Housing Sector Faces Financing Hurdles as Support Mechanisms Fall Short
A senior official from the National Builders’ Association has detailed significant challenges in securing adequate financial support for Iran’s housing projects, despite established governmental frameworks.
Two-Track Financing Structure
Farshid Pourhajat, Secretary of the National Builders’ Association, explained that housing project financing is pursued through two primary channels. The first encompasses government-led projects under the “Housing Production Jump” initiative, also known as the National Housing Movement. The second involves standard urban construction projects.
Insufficient Banking Support Reported
While the funding mechanisms for the National Housing Movement are formally established, reports indicate that banks have not provided sufficient support for these projects. In the domain of urban construction, Bank Maskan is recognized as the specialized bank for the sector. However, Pourhajat stated that the bank’s current conditions for granting facilities are not favorable.
Cumbersome and Unchanged Processes
Despite repeated emphasis on the inadequacy of the current loan disbursement methods, no significant change has occurred. Acquiring facilities from Bank Maskan is not only difficult but is also executed through installment payments and civil partnership contracts—a process burdened with complex bureaucracy.
Pourhajat emphasized that obtaining loans is contingent upon acquiring expensive facility bonds (Tas’a), and even the execution of approved contracts faces numerous problems. Consequently, both state-led National Housing Movement projects and urban construction plans are encountering serious obstacles and limitations in the financing and loan disbursement process.

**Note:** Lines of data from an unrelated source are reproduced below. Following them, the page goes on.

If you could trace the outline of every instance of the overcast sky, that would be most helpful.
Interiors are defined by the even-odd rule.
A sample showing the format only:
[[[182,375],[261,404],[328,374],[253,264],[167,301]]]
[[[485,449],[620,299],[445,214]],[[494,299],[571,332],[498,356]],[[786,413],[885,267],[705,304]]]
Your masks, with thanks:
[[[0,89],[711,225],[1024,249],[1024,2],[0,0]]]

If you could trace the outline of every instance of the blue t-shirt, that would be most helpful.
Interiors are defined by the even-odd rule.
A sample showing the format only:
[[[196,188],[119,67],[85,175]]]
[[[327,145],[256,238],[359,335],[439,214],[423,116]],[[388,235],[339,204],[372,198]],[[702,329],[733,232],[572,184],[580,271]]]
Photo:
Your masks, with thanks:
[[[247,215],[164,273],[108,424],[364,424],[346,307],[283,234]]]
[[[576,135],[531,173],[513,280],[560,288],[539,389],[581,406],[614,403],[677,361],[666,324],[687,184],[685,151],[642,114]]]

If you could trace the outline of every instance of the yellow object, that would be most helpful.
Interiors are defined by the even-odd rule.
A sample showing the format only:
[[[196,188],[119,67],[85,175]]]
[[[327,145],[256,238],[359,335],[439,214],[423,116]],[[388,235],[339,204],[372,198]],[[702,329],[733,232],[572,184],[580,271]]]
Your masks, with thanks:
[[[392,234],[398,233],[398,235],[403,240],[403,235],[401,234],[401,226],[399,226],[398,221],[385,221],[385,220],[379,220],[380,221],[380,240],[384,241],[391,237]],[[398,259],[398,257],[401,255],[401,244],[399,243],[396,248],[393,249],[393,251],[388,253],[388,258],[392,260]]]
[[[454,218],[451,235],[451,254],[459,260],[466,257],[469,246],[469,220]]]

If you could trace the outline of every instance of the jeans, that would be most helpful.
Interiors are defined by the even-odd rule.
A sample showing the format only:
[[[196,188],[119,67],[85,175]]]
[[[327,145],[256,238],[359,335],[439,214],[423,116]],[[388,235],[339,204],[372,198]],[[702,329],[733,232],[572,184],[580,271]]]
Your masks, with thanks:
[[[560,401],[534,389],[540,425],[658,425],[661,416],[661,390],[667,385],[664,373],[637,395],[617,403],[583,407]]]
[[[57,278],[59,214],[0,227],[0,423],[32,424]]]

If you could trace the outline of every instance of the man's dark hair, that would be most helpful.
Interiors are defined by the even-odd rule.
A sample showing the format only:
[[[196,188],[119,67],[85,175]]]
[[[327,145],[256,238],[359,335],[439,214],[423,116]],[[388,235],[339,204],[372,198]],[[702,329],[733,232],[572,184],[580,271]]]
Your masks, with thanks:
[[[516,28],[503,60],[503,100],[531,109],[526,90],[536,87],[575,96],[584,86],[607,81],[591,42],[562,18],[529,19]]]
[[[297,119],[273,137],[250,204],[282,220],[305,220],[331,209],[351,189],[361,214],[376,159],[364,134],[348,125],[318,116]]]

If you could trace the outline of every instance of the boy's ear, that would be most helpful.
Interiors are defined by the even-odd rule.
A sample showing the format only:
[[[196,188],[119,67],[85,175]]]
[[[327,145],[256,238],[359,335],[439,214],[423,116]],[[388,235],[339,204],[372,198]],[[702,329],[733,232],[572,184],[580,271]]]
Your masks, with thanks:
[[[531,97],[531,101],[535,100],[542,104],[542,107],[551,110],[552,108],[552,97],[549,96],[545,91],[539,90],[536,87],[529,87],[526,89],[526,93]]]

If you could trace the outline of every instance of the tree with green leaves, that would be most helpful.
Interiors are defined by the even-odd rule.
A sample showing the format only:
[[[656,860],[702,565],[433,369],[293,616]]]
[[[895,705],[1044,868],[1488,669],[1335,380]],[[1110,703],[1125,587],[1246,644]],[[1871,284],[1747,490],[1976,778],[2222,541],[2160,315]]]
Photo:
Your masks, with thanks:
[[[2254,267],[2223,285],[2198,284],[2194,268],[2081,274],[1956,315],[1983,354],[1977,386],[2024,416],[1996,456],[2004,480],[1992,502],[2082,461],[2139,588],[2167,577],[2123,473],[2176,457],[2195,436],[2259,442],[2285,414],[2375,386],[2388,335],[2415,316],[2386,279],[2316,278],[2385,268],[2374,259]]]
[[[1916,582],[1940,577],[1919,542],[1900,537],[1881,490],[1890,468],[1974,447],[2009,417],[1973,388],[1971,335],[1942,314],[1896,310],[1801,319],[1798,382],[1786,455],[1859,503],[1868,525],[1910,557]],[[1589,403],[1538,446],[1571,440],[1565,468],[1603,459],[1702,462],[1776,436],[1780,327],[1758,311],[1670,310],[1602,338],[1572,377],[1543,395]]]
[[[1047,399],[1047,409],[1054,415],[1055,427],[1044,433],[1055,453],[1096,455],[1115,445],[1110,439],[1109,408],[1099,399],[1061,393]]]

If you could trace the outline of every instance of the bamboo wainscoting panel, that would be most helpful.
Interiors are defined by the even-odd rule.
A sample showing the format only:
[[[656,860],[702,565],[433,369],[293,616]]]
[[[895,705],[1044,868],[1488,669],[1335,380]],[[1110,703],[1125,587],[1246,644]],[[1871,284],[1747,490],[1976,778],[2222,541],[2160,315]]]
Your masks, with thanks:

Increased Costs and Operational Delays
This financing model has, unfortunately, drastically increased production costs. Simply put, Bank Maskan’s policy requires builders to begin construction first; loans are then released in stages based on the project’s physical progress. In effect, the loan intended to initiate a project is practically allocated to its completion. This procedure, which began in 2022, has seen no change in the bank’s approach or performance to date.
Call for Effective Action
Furthermore, builders are compelled to procure costly facility bonds to secure loans. The conditions for the installment sales of constructed units are also not adequate to meet the country’s construction needs.
Pourhajat noted that despite official correspondence and proposals submitted to Bank Maskan, no positive or effective action has been observed from the bank, which acts as the agent bank for the country’s construction sector. Apart from one promise to hold a meeting—which itself did not materialize—no tangible steps have been taken to address these critical issues.